By Rob Evans, Altium
Programmable Logic DesignLine (10/31/07, 10:38:00 AM EDT)
As the market-defining properties of today's electronic products continue to move into the software domain, a design's intellectual property (IP) increasingly is characterized by the unique 'intelligence' that is programmed into the product. In turn, the underlying physical hardware that supports this intelligence is playing a reduced role in defining a product's IP. This has changed the fundamental landscape of electronics design, allowing product developers who work in the software space to become the prime movers in defining the function and behavior of today's electronic products.
The explosion of programmable hardware components such as FPGAs over the last few years has allowed an even greater part of the design to move into the soft domain. Not only are these components becoming more capable, higher in capacity, and more feature-rich, they are becoming significantly cheaper. The availability of high-capacity, high-performance FPGAs at relatively low cost has opened up the possibility of using this technology to change the way designers interact with hardware and software by extending the concept of programmed device intelligence from just software to encompass both software and hardware.
With this approach, the system hardware itself can be defined in the soft realm – from mass logic through to high-performance microprocessors and matching system memory – allowing developers to create whole systems within the reprogrammable fabric of an FPGA. A much greater portion of the design process is performed in a soft domain, meaning that the defining value of that product has moved away from the unique properties of the physical platform. This hardware platform nevertheless supports the soft elements and forms the interface to the outside world, and therefore remains a large and crucial part of the electronic development process – and in the process, takes a proportionally large share of the product development time and cost.
Despite all of the revolutionary advances in electronics devices and how electronic products are designed, the process we use to develop and complete those products has generally failed to progress at the same pace. We still treat the design of the board-level hardware separately from the development of the software that runs on it, and programmable hardware design ends at the pins of the device – a separate discipline in its own right.

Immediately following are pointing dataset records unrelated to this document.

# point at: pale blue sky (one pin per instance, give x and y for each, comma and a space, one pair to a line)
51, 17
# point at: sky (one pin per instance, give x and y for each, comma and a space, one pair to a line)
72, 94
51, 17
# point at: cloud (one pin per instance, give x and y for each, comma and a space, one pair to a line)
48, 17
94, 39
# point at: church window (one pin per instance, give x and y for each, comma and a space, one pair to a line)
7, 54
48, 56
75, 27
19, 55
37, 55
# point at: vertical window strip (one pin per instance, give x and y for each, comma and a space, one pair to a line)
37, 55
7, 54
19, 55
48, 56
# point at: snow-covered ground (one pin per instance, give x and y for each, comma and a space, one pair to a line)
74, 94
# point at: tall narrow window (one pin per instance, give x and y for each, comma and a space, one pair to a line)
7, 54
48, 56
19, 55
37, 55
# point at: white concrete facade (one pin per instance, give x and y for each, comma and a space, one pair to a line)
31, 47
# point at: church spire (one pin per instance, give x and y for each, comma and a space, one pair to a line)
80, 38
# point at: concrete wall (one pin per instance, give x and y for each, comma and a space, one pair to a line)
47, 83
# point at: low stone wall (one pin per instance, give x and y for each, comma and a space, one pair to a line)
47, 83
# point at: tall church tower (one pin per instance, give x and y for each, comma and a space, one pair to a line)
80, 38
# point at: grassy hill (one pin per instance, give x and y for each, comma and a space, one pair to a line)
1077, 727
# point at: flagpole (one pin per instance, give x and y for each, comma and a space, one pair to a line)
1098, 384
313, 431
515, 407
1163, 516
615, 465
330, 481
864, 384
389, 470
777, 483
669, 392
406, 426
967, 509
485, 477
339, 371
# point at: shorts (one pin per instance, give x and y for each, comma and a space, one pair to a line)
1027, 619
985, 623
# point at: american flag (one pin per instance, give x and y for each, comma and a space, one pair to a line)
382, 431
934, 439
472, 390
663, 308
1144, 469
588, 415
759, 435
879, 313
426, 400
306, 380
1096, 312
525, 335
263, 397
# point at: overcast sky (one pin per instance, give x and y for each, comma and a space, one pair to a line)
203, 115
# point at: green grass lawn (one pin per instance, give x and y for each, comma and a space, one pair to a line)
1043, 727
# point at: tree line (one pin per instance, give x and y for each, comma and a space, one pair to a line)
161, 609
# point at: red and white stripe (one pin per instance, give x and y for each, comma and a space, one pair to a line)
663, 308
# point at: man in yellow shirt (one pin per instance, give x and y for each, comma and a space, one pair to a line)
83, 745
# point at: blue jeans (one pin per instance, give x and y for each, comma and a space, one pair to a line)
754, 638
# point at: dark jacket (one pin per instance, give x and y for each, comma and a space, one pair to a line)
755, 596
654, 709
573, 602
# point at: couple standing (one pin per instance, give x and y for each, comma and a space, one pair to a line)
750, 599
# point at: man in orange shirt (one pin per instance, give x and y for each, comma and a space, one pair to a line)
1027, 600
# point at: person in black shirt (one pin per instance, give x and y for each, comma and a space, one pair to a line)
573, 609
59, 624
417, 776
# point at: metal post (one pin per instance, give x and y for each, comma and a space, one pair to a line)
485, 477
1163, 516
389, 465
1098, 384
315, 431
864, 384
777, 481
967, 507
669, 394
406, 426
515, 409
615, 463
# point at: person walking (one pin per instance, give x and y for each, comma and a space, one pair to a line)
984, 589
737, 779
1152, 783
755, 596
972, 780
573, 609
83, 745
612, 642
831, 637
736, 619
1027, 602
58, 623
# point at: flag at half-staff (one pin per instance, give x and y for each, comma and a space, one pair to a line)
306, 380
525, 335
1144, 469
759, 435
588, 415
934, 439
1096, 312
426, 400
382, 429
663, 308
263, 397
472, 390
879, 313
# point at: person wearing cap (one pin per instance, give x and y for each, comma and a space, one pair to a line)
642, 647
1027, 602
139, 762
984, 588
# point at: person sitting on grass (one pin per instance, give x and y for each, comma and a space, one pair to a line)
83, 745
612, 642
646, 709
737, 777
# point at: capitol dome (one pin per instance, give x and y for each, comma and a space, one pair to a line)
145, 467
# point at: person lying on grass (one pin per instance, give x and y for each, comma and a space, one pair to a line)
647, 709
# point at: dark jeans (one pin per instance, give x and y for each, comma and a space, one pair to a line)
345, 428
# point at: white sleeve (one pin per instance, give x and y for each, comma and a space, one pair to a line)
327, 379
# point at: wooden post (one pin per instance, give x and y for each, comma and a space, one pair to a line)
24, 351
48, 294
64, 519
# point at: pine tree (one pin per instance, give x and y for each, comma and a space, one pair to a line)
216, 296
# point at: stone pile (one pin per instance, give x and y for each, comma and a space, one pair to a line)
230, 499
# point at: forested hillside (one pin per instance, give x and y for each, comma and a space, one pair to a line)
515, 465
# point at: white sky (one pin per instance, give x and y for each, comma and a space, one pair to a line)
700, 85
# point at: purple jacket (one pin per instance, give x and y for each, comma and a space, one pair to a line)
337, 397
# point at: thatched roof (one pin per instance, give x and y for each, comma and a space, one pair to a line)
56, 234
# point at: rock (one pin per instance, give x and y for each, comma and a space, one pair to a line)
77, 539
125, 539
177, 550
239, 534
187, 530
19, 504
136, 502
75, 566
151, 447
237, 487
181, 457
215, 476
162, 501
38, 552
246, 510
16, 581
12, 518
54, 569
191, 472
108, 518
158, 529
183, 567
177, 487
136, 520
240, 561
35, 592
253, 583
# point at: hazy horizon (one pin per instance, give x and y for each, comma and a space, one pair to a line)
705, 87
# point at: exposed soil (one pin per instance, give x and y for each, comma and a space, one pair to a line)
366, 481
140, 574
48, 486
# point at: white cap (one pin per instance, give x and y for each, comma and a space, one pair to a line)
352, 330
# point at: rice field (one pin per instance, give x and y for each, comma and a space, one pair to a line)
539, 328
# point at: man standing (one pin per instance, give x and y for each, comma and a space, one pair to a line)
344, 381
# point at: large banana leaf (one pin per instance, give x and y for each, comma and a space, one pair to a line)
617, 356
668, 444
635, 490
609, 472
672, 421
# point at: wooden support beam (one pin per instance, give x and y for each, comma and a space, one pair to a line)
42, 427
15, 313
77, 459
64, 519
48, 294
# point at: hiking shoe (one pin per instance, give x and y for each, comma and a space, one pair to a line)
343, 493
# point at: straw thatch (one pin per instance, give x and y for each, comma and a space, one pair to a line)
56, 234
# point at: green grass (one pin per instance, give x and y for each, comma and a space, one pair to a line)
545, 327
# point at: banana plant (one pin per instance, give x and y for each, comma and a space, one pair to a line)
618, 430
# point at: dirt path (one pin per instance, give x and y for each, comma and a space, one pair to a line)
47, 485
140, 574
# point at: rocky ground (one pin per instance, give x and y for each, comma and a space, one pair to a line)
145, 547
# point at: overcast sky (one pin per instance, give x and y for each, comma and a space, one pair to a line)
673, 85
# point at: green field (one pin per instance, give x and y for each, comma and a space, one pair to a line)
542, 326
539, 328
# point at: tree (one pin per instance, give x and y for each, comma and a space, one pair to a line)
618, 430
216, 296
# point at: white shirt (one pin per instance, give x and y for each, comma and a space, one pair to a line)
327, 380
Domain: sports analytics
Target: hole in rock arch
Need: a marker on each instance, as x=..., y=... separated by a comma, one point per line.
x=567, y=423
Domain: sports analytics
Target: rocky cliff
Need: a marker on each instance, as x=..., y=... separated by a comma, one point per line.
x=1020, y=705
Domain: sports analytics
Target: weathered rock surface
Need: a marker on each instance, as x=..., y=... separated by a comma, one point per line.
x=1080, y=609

As more of a design is moved into a soft platform, the lines between the traditional design disciplines such as hardware, software, and FPGA design begin to blur. Dealing with these design elements independently and with separate tools becomes increasingly difficult and inefficient as design complexity increases and time-to-market cycles shrink.
The move to higher levels of abstraction within individual processes helps to cope with specific complexities, but at the same time increases the specialization required within each domain. Ultimately, of course, these individual elements of the design must be brought together to create a final product, but the increased specialization of each piece is making the final puzzle much harder to assemble. This blows out design times and limits product innovation.